9 Haziran 2006 Cuma

Tek yol türbe!


Mustafa Kuleli

“Din, mutsuzluktan ezilmiş bir yaratığın özlemi, umudu, ruhsuz bir dünyanın ruhu, akılsız bir dünyanın aklıdır. Din halkın afyonudur.”*

Bundan 163 yıl önce, Karl Marks, işte bu sözlerle açıklamış dinin mahiyetini. Hatırlatmak lazım; o zamanlar afyon, ilaç olarak da kullanılıyormuş. 163 yıl sonra bugün de dini inanışlar, insanların acılarını dindiren biricik ilaç galiba...
Bu deva arayışının en görünür hali; türbelerde dilekte bulunma, adak adama, çaput bağlama gibi pratikler. ‘Popüler dini pratikler’ diye adlandırılan bu davranışlar, ‘resmi din’e mensup kişilerce günah addediliyor. Diyanet İşleri Başkanlığı ve bu kuruma bağlı müftülükler, her fırsatta ‘vatandaş’ı uyarıyor, yalnızca Tanrı’dan dilekte bulunulması gerektiği belirtiliyor. Aksinin Tanrı’ya eş koşmakla aynı anlama geldiği ve bunu yapanların affedilmeyecek bir günah işledikleri çeşitli yollardan anlatılıyor. Gel gör ki, derdi çok halkımız, her şeyi öbür dünyaya bırakmaktansa, bu dünyada da mutluluk, bu dünyada da sağlık, bu dünyada da refah istiyor. Mutsuz çoğunluk, bu ruhsuz dünyanın ruhunu, türbelerde buluyor.

‘Uğursuzluk’tan kurtulmak isteyenlerden, ‘kaderi, kısmeti bağlanmış’lara, iş arayanlardan, üniversiteye girmeye çalışanlara pek çok insan Bakırköy’deki Zuhurat Baba Türbesi’ne gidiyor.
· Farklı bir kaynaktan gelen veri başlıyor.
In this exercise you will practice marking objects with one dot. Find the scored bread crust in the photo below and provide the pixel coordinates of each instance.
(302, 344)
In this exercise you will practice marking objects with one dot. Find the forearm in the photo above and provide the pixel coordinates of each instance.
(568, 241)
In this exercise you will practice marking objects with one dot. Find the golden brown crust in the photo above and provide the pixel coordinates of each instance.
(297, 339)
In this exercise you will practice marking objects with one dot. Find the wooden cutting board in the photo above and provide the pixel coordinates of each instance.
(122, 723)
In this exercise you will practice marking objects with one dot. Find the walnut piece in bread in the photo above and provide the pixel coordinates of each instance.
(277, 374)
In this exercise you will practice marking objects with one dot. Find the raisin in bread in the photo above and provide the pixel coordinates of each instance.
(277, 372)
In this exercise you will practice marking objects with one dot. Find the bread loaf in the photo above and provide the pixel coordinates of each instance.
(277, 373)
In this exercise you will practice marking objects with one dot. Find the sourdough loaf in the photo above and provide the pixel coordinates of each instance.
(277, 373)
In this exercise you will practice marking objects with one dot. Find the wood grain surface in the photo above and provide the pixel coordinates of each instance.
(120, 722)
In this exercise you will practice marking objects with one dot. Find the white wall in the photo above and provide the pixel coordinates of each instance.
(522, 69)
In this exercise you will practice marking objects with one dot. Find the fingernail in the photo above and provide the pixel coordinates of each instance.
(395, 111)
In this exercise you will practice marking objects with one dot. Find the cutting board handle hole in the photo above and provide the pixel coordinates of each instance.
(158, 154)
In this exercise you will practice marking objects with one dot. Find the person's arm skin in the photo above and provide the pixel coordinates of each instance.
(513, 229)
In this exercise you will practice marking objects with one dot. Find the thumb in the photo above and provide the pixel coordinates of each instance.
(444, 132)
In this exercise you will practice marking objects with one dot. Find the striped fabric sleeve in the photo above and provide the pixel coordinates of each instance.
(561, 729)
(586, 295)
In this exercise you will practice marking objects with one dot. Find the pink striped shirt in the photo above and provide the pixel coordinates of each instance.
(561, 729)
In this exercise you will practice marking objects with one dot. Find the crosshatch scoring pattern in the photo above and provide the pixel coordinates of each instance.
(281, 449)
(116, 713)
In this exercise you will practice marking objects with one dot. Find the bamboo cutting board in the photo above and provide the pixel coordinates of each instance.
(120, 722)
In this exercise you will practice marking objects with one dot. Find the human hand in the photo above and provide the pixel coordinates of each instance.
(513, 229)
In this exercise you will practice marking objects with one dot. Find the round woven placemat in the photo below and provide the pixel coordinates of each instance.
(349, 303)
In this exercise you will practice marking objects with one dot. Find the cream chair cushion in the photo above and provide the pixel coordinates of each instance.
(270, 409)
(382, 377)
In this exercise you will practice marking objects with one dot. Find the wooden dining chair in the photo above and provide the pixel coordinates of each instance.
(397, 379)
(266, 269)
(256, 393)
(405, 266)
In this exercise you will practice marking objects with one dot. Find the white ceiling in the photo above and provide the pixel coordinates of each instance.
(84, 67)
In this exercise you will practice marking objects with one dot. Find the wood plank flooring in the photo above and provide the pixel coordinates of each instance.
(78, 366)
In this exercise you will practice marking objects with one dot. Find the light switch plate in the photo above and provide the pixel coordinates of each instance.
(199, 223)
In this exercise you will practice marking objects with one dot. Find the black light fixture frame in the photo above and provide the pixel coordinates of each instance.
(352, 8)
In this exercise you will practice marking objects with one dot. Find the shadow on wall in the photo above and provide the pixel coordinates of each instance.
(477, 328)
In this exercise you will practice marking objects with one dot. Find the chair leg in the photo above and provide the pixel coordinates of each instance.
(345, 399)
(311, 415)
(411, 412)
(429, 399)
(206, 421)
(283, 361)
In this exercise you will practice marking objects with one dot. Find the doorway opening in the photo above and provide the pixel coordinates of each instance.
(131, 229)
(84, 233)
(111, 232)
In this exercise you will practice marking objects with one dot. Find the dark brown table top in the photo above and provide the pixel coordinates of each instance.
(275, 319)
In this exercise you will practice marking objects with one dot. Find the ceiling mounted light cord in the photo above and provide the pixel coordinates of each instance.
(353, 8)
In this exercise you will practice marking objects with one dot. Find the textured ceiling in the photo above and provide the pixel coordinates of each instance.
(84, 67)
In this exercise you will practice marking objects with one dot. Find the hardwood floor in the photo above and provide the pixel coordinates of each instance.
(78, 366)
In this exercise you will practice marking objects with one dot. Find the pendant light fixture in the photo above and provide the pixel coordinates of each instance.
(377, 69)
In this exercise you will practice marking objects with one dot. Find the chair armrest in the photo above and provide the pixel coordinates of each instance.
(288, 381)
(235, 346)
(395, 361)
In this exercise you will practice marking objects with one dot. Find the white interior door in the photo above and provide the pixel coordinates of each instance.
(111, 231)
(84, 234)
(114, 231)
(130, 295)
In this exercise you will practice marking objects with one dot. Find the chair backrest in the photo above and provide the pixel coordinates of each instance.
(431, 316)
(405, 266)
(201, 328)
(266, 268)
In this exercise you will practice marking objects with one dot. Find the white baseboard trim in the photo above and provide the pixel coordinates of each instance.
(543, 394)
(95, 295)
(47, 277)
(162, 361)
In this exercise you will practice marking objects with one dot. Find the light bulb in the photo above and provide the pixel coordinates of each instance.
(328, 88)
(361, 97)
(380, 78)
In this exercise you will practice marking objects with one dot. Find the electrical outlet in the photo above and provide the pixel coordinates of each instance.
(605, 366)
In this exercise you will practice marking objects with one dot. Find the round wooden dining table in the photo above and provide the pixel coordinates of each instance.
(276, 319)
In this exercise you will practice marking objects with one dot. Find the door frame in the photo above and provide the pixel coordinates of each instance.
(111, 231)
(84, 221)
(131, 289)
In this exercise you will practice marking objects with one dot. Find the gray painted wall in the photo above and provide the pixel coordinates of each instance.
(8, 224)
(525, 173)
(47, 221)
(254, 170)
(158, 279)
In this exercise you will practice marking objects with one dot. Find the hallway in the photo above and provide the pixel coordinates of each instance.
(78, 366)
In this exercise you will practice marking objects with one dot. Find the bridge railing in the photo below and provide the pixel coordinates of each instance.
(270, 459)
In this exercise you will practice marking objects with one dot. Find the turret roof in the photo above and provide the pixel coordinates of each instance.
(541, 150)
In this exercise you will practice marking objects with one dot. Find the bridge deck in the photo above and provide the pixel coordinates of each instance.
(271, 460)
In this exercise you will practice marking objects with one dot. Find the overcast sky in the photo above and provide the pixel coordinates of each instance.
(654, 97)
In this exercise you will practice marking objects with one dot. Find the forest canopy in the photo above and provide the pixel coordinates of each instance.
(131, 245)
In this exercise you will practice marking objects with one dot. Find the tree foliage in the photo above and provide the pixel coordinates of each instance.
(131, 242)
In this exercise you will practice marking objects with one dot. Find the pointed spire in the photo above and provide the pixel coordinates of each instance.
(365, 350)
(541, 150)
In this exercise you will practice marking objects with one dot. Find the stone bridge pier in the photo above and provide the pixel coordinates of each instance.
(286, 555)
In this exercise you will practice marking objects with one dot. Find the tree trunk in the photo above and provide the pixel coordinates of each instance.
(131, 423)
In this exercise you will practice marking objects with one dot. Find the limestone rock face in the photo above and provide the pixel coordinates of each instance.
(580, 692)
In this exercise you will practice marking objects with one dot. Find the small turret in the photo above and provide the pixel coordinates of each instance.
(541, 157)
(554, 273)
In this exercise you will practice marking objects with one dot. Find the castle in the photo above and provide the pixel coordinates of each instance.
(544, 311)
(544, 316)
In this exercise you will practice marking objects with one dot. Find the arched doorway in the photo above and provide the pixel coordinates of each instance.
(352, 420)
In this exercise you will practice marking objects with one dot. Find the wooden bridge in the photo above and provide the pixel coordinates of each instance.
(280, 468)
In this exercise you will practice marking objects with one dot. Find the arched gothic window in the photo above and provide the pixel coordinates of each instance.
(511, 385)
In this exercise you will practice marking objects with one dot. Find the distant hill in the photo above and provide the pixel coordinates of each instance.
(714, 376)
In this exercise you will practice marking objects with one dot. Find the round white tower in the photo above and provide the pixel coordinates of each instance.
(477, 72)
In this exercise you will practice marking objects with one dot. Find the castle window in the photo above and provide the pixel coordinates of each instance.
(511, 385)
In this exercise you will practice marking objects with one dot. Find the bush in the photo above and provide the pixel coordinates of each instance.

Bu türbede, ev ve araba isteyenler bahçeye anahtar bırakıyor, çocuğu olmayanlar türbeye beşik asıyor. Büyükada’daki Aya Yorgi Kilisesi'nin ise sinir hastalıkları ve felce çare olduğuna inanılıyor. Kilisenin bulunduğu tepeye çıplak ayakla çıkılması halinde, dileklerin gerçekleşeceği, bu yokuş boyunca makara çözülerek ve kimseyle konuşmadan çıkılırsa, genç hanımların kısmetlerinin açılacağı düşünülüyor. Ankara-Ulus'taki Hacı Bayram Veli Türbesi’ni ziyaret eden kadınlar, minare kapısının kilidini, ev istiyorlarsa ev anahtarı, araba istiyorlarsa araba anahtarı ile kurcalayarak, dileklerinin gerçekleşmesini umuyor.

Eyüp Sultan, Merkez Efendi, Aziz Mahmud Hüdai, Telli Baba, Helvacı Baba, Zuhurat Baba, Oruç Baba, Karacaahmet, Şahkulu, Gül Baba, Tuzcu Baba, Haydar Baba ve diğerleri… İstanbul’daki, 300 türbe, her gün ziyaretçilerini ağırlıyor, her kesimden binlerce insan, çeşit çeşit sıkıntı ile türbelere koşuyor.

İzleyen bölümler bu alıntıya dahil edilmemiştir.